In Washington on Thursday, Finland’s Niinisto said his government had held talks with Turkey and assured them they would be good NATO allies.

“As NATO allies, we are committed to Turkey’s security, just as Turkey is committed to our security,” he said. “We take terrorism seriously. We condemn terrorism in all its forms and are actively committed to combating it. We are open to discussing any concerns Turkey may have regarding our membership in an open and constructive manner. “

But analysts say the move could further provoke Russia.

“I’m afraid the NATO expansion to add Finland and Sweden is provocative,” Brookings Institution fellow Melanie Sisson told VOA via Zoom. “And I’m afraid that whatever everyone’s opinion is on the value of having them in the alliance, I’m not sure that working on this issue at the moment is wise and in fact, I think, shows a certain lack of strategic patience.

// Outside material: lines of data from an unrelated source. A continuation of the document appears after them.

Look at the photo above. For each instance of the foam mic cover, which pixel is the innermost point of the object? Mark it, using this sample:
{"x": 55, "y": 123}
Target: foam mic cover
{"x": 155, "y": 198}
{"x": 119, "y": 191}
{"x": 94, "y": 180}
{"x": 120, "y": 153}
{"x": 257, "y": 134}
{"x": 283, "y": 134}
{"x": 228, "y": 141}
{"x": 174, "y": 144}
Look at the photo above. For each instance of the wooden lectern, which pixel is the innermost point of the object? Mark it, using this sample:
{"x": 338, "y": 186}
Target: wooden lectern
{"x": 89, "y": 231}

So I fear that this dynamic is potentially causing a different reaction from Russia than we would otherwise see.

Russian President Vladimir Putin has described NATO’s eastward expansion as a threat to Russia and cited Ukraine’s desire to join the alliance as the reason for his decision to invade in February.

“NATO expansion – this is a problem that is created completely artificially, because it is done in the interests of US foreign policy,” Putin said this week. “In general, NATO has become an instrument of foreign policy of one country. .”

Later Thursday, Biden left for his first presidential trip to Asia, where he will visit U.S. allies in South Korea and Japan and attend a summit of Quad leaders. These meetings should also include lengthy discussions on the situation in Ukraine.

Carla Babb, VOA correspondent at the Pentagon, and Milena Durdic contributed to this report. Some information comes from Reuters.